La opción más recomendada es el uso de sulfato de magnesio. Este fertilizante es seguro y respetuoso con el medio ambiente; aumenta el rendimiento de los tomates en un 60% y mejora su sabor. También permite reducir el consumo de agua y otros fertilizantes para riego, gracias a una mejor digestibilidad. El sulfato de magnesio también ayuda a reducir los efectos negativos de la sequía.

Este medicamento es altamente soluble en agua. Para la alimentación foliar de tomates, se recomienda utilizar una dosis de 15 g por 10 litros de agua. El sulfato de magnesio se puede utilizar en mezcla con nitrato de nitrógeno, insecticidas y fungicidas, a excepción de los que contienen cobre.
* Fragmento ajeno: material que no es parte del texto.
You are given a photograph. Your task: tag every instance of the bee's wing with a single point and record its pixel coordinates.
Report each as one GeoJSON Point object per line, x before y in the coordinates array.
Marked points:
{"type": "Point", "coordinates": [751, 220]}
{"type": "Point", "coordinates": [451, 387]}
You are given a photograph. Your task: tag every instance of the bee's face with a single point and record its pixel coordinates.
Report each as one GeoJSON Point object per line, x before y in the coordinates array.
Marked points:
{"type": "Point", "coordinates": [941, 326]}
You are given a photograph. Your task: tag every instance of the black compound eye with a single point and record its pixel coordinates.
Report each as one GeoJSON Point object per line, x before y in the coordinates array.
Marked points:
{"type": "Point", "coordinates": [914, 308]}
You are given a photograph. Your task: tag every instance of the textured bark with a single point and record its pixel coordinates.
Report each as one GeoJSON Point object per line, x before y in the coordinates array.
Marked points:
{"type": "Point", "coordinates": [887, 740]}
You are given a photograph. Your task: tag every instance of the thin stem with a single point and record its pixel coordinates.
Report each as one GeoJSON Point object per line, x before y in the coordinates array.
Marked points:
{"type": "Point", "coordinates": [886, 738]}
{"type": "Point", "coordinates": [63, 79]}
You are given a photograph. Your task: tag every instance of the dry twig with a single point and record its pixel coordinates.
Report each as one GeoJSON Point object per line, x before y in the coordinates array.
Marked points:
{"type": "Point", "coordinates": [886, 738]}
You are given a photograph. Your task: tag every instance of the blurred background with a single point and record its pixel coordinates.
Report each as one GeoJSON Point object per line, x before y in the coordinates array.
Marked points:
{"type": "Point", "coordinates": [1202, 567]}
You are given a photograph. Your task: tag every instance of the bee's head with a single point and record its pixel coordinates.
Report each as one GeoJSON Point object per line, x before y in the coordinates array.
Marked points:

Los agricultores conocen bien los beneficios del magnesio para los tomates, por lo que el sulfato de magnesio es uno de los fertilizantes más habituales. Sin embargo, por alguna razón muchos jardineros ignoran su uso, privándose de parte de la cosecha. Es importante recordar que la primera fumigación de tomates con sulfato de magnesio debe realizarse inmediatamente después de plantarlos.